朧月夜は、光源氏の政敵であった、中宮の弘徽殿女御(こきでんにょご)の妹だったので、中宮はそれを知って激怒し、光は京にいづらくなり、自ら平安京から須磨へ謹慎蟄居をした時に、光源氏の一行が墨江(すみのえ)の住吉明神(現在の住吉大社)へお詣りした事が記述されている。

源氏物語は歴史上に実在しない架空の人物を多数登場させたフィクション小説であるが、光源氏は、「六条河原院」と呼ばれた「源融(みなもとのとおる)」をモデルにしているとされ、実際にあったようなことが仮名で婉曲的に書かれており、平安時代の貴族社会を知る上で貴重な古典文学作品になっている。
現在でも、風俗で働く女性名には、実名を隠して「源氏名」が利用されている。平安時代の官能小説家・紫式部は千年経った現在にも、日本文化に大きな影響を与えている。

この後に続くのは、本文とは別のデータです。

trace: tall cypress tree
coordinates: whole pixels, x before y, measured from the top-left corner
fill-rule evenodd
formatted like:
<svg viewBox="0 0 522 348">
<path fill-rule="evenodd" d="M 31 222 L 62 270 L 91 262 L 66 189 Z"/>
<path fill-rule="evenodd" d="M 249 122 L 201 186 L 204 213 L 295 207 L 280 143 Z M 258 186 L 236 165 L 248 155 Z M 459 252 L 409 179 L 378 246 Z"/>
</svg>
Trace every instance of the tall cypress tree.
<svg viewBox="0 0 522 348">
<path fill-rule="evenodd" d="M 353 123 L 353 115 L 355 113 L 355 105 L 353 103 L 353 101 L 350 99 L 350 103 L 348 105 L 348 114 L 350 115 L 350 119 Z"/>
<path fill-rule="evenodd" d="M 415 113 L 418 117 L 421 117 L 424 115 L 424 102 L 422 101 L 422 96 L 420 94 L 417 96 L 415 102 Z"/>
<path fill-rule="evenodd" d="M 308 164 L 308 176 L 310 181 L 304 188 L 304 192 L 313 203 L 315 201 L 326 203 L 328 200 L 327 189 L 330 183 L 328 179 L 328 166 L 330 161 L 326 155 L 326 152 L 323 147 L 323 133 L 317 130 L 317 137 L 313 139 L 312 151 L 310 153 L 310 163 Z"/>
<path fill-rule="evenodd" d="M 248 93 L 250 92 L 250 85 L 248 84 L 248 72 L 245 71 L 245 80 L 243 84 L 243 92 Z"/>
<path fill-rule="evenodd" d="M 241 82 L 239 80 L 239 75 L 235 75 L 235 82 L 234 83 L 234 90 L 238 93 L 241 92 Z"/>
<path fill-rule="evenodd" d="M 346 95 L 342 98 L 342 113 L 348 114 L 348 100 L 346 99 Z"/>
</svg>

住吉三神は「海の守護神」であったところから、西海(九州)方面へ赴任する受領(ずりょう・国司)たちも、京から西へ下る時には、必ずお詣りしたのに違いない。紫式部の父「藤原為時(ふじわらのためとき)」は、一条天皇の御代では、地方長官の受領(ずりょう・国司)に任ぜられ、淡路守(あわじのかみ)として赴任したことや、紫式部の夫も宇佐使い(大分県の宇佐神宮への勅使)だったことから、今から千年前に、紫式部が住吉大社にお詣りした可能性が極めて高い。

2014年で、大阪に生まれ育って70年、ぼくが初めて住吉さんの大鳥居をくぐって太鼓橋を渡ったのは48歳(1992年)の時で、初めて御田植神事の取材へ出掛けた時であった。大阪に48年も住みながら住吉さんに一度もお詣りしたことがないような男に、住吉さんの御利益がある筈がない。正月には伏見稲荷に参拝することが多い。

1992年、この時はパジェロに乗って住吉大社へ出掛けたが、いくら探しても住吉大社の付近には駐車場がなく、神事開始の時間が迫っていたので仕方なく住吉公園の近くの路上に愛車を停めた。神事が終わって住吉公園に帰ったら、パジェロのフェンダーミラーに黄色いワッカがぶら下がっていた。ちょうど免許更新の年で、念願のゴールド免許が貰える筈が、パーに。

住吉大社の御田植神事と言えば、ぼくにとっては、駐車違反の切符を切られた苦い体験が思い出され、それ以後は、阪堺電軌のチンチン電車を利用するように心掛けています。片道200円のチンチン電車に乗って、のんびりと住吉大社へ行くのが正しいようです。